Fin dalle prime opere qui esposte si vede come il genio di Escher sia attento a tutto ciò che lo circonda: ne La divisione delle acque mostra la sua attenzione verso il mondo di Hokusai. Per comprendere a fondo la sua arte che interpreterà il mondo in termini di horror vacui è interessante sapere che c’è un momento in cui la sua fantasia si è confrontata con l’idea del vuoto giapponese. Guardando le sue opere successive è evidente come quello stesso vuoto sia diventato deliberatamente pieno: ci sono opere in cui crea forme anche nello spazio bianco tra un’immagine e l’altra. Mosaico del 1957 è un capolavoro di invenzione in questo senso: non c’è un centimetro in cui non ci sia un animale fantastico che si incastri con il vicino. Tra le vedute italiane ecco Siena dove non c’è spazio per il cielo, accanto al colonnato di San Pietro inquadrato in un’immagine notturna che pare un’opera di Roy Liechtenstein. Molti dei lavori di Escher possono essere letti come anticipazione di una chiave pop, semplificata, della visione. Eppure tutto è estremamente complicato. L’olandese è maestro nella sintesi di ciò che senza di lui sembrerebbe contraddittorio. Il Colosseo, per esempio, Escher lo interpreta come un luogo esotico dove, più che immaginare le lotte dei gladiatori, ti sembra di poter ambientare le storie di Sheherazade.

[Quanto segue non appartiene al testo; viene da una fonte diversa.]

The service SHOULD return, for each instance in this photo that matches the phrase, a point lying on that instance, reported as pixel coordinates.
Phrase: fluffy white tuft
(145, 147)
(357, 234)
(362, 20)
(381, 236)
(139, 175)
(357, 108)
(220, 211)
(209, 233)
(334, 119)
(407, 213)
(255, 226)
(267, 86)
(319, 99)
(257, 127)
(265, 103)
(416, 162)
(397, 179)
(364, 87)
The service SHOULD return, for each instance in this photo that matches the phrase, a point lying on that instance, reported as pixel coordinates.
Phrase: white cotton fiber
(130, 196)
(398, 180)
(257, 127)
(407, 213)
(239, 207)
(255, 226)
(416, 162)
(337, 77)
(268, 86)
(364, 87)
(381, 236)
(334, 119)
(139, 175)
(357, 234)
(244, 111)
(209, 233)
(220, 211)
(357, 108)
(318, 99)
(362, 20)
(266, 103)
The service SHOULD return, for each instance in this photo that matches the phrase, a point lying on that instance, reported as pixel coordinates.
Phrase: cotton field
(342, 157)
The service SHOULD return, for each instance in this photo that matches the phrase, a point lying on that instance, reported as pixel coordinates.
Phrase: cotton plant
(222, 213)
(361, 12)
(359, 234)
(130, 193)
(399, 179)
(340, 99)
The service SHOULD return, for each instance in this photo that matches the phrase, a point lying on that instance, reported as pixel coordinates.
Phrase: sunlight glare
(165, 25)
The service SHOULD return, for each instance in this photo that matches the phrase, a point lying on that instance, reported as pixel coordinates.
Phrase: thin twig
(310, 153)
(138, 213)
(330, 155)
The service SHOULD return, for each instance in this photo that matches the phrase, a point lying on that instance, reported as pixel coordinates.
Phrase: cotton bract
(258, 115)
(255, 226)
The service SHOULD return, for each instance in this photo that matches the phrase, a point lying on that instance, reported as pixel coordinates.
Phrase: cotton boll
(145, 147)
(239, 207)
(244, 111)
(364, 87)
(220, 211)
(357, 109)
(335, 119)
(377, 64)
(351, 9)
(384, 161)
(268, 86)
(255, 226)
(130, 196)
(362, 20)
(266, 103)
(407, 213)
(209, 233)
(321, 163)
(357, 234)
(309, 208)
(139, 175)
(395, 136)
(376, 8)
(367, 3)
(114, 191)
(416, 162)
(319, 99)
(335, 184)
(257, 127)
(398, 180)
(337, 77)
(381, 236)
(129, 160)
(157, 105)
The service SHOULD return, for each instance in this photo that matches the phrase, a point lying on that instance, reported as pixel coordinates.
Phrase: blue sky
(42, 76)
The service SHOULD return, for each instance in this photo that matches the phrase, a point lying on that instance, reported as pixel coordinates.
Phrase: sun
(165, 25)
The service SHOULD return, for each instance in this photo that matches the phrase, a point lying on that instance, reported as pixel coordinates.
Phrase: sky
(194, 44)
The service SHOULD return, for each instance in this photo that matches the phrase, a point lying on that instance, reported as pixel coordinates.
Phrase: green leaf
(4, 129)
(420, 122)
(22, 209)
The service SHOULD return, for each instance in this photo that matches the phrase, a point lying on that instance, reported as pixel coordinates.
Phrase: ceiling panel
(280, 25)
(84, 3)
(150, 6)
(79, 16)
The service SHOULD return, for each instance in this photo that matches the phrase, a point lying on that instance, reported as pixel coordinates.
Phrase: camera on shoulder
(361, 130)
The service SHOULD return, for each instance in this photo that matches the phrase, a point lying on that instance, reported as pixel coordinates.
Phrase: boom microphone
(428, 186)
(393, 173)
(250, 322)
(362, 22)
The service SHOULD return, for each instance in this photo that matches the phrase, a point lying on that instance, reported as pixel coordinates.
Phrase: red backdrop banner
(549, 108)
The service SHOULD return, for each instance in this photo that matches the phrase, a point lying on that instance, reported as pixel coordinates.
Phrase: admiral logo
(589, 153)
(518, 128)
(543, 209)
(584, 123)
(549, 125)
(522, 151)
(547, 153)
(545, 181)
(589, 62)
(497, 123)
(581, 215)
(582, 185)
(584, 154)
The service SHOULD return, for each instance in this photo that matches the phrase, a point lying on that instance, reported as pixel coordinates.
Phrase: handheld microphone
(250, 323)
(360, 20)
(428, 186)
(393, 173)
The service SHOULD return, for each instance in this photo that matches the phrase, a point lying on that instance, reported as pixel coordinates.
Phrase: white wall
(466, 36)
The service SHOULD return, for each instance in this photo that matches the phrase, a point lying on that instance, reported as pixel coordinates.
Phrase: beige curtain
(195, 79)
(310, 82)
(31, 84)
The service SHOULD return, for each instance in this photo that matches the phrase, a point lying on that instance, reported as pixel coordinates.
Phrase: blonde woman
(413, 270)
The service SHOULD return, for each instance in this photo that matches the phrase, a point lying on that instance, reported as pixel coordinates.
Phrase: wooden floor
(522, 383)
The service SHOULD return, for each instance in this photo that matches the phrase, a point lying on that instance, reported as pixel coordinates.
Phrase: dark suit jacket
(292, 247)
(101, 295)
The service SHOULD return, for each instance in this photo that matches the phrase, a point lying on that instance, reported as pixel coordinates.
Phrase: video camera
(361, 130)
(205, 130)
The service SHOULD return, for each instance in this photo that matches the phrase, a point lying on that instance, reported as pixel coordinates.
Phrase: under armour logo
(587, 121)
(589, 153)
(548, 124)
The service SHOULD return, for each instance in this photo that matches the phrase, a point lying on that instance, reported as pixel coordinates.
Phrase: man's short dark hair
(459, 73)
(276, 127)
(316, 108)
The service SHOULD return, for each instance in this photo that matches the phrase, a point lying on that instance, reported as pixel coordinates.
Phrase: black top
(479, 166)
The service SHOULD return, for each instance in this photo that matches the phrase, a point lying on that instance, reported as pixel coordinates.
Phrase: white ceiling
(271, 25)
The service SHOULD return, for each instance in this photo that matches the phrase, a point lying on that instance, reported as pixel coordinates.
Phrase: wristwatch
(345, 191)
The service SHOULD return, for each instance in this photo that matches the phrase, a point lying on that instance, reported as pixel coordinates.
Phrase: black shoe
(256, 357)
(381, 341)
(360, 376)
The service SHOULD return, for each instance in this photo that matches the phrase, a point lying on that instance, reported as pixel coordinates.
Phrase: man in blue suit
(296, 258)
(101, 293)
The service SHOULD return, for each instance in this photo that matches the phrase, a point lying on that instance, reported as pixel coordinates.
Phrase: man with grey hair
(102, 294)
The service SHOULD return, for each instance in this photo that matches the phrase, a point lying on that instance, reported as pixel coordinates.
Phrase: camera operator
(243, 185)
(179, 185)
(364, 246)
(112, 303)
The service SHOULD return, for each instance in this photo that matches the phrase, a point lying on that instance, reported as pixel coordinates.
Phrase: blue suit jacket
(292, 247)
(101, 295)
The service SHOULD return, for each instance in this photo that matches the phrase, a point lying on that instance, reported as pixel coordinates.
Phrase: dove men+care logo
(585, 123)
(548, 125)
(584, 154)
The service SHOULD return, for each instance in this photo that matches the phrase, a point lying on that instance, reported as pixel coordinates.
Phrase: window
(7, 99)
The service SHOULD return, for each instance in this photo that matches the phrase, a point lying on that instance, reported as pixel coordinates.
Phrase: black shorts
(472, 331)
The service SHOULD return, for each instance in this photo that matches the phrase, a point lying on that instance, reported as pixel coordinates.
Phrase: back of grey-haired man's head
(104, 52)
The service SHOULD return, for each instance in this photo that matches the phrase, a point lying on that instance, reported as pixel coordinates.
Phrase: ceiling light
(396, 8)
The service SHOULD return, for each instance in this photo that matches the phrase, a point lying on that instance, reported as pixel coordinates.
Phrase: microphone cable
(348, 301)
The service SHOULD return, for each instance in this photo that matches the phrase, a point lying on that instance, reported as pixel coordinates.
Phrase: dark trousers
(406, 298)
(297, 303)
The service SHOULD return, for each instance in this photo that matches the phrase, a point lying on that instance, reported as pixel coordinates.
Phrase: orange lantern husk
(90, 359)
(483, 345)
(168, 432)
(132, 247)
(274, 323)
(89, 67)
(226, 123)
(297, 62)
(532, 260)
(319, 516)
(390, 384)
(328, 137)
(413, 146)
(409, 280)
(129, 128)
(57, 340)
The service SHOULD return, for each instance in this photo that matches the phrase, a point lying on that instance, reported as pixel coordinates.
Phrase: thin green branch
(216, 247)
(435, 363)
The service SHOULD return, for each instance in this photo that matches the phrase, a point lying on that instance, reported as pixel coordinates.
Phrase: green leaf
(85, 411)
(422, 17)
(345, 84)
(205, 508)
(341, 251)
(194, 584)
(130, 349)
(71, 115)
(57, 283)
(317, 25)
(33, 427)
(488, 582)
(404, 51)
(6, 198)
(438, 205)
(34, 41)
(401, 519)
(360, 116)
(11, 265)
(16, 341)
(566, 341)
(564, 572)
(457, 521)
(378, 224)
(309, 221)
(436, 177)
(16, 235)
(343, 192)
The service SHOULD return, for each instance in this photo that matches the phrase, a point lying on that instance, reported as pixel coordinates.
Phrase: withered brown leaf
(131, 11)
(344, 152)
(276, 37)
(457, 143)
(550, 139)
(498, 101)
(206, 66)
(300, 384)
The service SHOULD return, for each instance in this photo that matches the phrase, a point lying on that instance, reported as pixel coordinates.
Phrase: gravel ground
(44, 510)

Un altro momento di passaggio è quello della seconda visita all’Alhambra a Granada, avvenuta nel 1936. Qui Escher si lascia sedurre dalla tassellatura delle decorazioni moresche e inizia un nuovo viaggio tra particolare e infinito. Le continue Metamorfosi a cui dà vita vedono uccelli trasformarsi in pesci o in pezzature di terra coltivata, scacchiere su cui troneggiano particolari di edifici esistenti come il Duomo di Atrani. Lo specchio è un altro gioco dell’illusione con cui l’artista olandese si confronta: ci sono sfere specchianti e pozzanghere d’acqua dove gli alberi sembrano crescere al contrario. Non c’è nulla di impossibile in questo mondo dominato da bianco e nero su cui ogni tanto fa capolino un rosso, un arancio, un verde. L’invenzione si traveste con gli abiti che gli ha tagliato addosso il più abile sarto del reale. Escher a questo mondo fantastico, a questo inganno della vista e della mente ma non del cuore, ti ci fa veramente credere. Perché per primo, molto probabilmente, ci ha creduto lui.